Eighty-two DNA FAD sequences of grasses were found in GenBank. They corresponded to A. tauschii (2), B. distachyon (12), H. vulgare (7), Oryza brachyantha (5), O. sativa (7), S. italica (5), S. bicolor (10), T. aestivum (6), T. urartu (2), and Z. mays (26) (Supplementary Table 1). Both soluble acyl-ACP and acyl-lipid desaturases were represented albeit most of them belonged to the second group. In Gramene database, 121 FAD deduced from grass genomes were available. Both groups of desaturases were represented in the following species: A. tauschii (15), B. distachyon (4), H. vulgare (5), O. brachyantha (6), O. barthii (4), O. glaberrima (3), O. glumaepatula (3), O. nivara (3), O. punctata (2), O. sativa Indica (8), O. sativa Japonica (20), S. italica (4), S. bicolor (3), T. aestivum (9), T. urartu (20), and Z. mays (12).

Further analyses were performed using only those sequences from GenBank for which either messenger RNA (mRNA) or cDNA were available. Therefore, sequences automatically deduced from genomic DNA were excluded, excepting seven desaturases that can be distinguished by an ID number that begins with an XP_ format (Supplementary Table 1).

Some incomplete sequences were detected. As an example, maize FAD8 (BAA22440) lacked the first 49 amino acids, and was hence excluded from the analysis. Duplicated DNA or protein sequences bearing different accession numbers were also detected, as was the case of maize delta-12 FAD (BAE93382.1) and FAD2 (ABF50053.1). Similarly, rice FAD8 accession numbers AAW32557.1 and BAE79784.1 corresponded to the same gene sequence that was, respectively, induced by cold or repressed after pathogen infection. In the analysis that followed, duplicated sequences were included only once.

Mapping of Desaturase Genes

In silico mapping of desaturase sequences identified multiple chromosomal sites in ten grass species (Supplementary Table 1). When more than one locus was found in a species, they were spread in several different linkage groups. For instance, corn desaturases mapped in all ten chromosomes of its haploid complement.

In polyploid wheat, desaturase homologous genes could be assigned to specific A, B, or D genomes only when the alignment between the query and the corresponding contig hit was complete (four out of six cases; Supplementary Table 1).
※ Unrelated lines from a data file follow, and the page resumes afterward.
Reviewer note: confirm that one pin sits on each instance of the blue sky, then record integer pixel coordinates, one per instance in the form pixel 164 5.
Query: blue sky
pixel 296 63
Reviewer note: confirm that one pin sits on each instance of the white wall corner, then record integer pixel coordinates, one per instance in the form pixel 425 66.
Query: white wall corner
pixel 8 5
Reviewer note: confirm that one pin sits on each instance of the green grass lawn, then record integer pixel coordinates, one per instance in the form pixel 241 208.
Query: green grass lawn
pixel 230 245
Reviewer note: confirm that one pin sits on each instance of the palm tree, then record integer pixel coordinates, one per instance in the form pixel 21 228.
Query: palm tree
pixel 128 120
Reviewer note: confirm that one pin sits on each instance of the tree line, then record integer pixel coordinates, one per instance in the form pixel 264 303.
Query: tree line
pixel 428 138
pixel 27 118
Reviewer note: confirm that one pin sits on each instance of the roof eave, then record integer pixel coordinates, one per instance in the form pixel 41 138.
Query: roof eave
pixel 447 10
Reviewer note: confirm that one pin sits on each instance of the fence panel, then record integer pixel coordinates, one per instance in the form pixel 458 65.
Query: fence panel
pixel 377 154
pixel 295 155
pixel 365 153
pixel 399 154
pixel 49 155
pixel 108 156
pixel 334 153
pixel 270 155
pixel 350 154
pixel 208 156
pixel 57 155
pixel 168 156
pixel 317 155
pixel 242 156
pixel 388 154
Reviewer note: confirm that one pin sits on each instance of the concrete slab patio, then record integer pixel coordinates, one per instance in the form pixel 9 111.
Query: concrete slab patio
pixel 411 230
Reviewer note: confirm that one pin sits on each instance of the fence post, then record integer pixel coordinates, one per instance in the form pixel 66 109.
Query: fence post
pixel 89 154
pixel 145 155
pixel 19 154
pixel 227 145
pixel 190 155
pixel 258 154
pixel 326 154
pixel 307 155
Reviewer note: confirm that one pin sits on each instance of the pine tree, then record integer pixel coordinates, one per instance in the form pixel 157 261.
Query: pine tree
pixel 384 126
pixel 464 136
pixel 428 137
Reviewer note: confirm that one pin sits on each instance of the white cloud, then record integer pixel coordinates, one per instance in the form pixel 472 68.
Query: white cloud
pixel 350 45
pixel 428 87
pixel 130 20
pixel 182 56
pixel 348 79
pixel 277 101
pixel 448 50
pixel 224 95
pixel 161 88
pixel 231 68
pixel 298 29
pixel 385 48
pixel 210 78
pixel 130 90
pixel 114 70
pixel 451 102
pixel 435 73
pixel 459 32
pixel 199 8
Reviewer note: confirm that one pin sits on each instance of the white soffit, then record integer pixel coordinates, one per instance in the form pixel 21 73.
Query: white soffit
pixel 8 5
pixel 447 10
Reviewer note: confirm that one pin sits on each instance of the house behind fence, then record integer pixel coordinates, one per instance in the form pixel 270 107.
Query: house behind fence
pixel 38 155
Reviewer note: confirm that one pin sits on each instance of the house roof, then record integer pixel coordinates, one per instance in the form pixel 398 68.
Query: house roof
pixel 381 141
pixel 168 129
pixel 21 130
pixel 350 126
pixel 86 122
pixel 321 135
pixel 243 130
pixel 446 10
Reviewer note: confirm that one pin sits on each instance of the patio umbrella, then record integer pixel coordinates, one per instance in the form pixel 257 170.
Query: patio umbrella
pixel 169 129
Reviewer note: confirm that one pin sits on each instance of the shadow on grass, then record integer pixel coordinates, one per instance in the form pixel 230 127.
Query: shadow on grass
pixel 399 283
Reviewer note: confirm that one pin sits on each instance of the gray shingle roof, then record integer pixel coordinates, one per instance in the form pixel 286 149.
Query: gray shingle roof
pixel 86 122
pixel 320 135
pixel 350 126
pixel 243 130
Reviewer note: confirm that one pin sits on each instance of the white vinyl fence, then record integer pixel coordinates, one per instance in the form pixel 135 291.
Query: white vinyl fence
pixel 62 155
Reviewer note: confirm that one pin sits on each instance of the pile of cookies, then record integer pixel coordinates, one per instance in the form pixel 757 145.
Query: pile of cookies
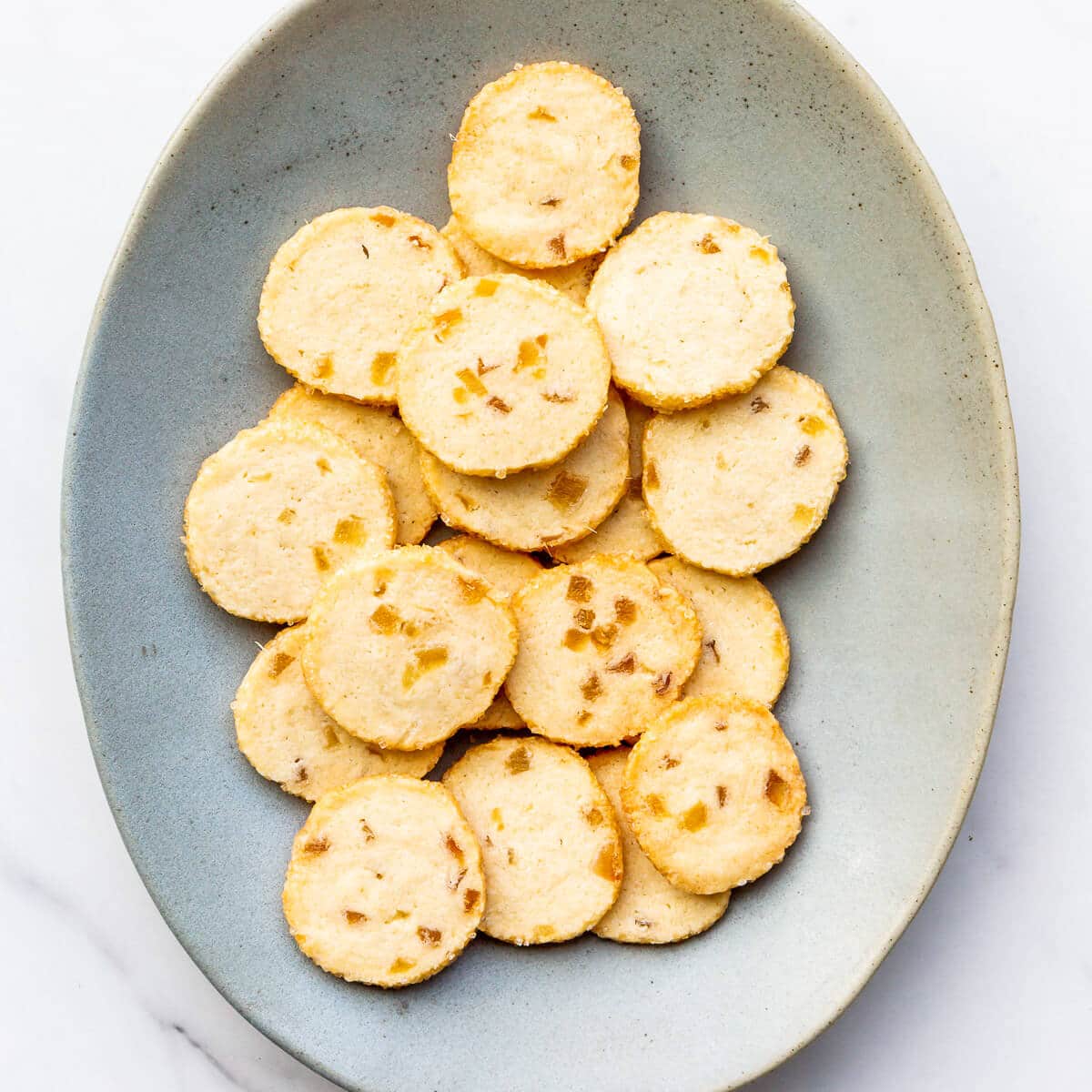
pixel 607 427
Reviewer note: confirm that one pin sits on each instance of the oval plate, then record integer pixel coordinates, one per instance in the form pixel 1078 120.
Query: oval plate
pixel 899 611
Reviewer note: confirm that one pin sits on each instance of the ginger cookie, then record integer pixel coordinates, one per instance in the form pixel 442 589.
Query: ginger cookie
pixel 343 292
pixel 713 793
pixel 627 531
pixel 385 885
pixel 745 483
pixel 506 572
pixel 604 649
pixel 693 308
pixel 539 509
pixel 550 839
pixel 743 642
pixel 378 435
pixel 544 169
pixel 572 281
pixel 405 648
pixel 287 736
pixel 501 375
pixel 276 511
pixel 649 911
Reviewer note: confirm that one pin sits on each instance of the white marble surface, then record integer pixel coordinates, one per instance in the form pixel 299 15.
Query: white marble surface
pixel 991 986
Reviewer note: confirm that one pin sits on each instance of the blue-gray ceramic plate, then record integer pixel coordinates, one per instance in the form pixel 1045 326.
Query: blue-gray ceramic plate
pixel 899 610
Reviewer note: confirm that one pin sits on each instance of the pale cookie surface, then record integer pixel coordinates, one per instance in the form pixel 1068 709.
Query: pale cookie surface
pixel 287 736
pixel 745 483
pixel 550 839
pixel 404 649
pixel 604 649
pixel 693 307
pixel 544 169
pixel 743 642
pixel 505 571
pixel 713 793
pixel 539 509
pixel 276 511
pixel 649 911
pixel 573 281
pixel 381 438
pixel 385 885
pixel 627 531
pixel 342 293
pixel 502 375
Analysis of Regulatory Gene Regions

The 5′ regulatory region of seven desaturase genes from T. aestivum was analyzed with PlantPAN. In total, 34 different TF binding motifs were detected. The most represented TF families were TCP, AP2, NF-YB, B3, AT-Hook, bZIP, GATA, and MYB. Twelve (35%) of these TF families were found to be involved in abiotic stress response (Plant TFDB; http://planttfdb.cbi.pku.edu.cn) [25] (Supplementary Fig. 1).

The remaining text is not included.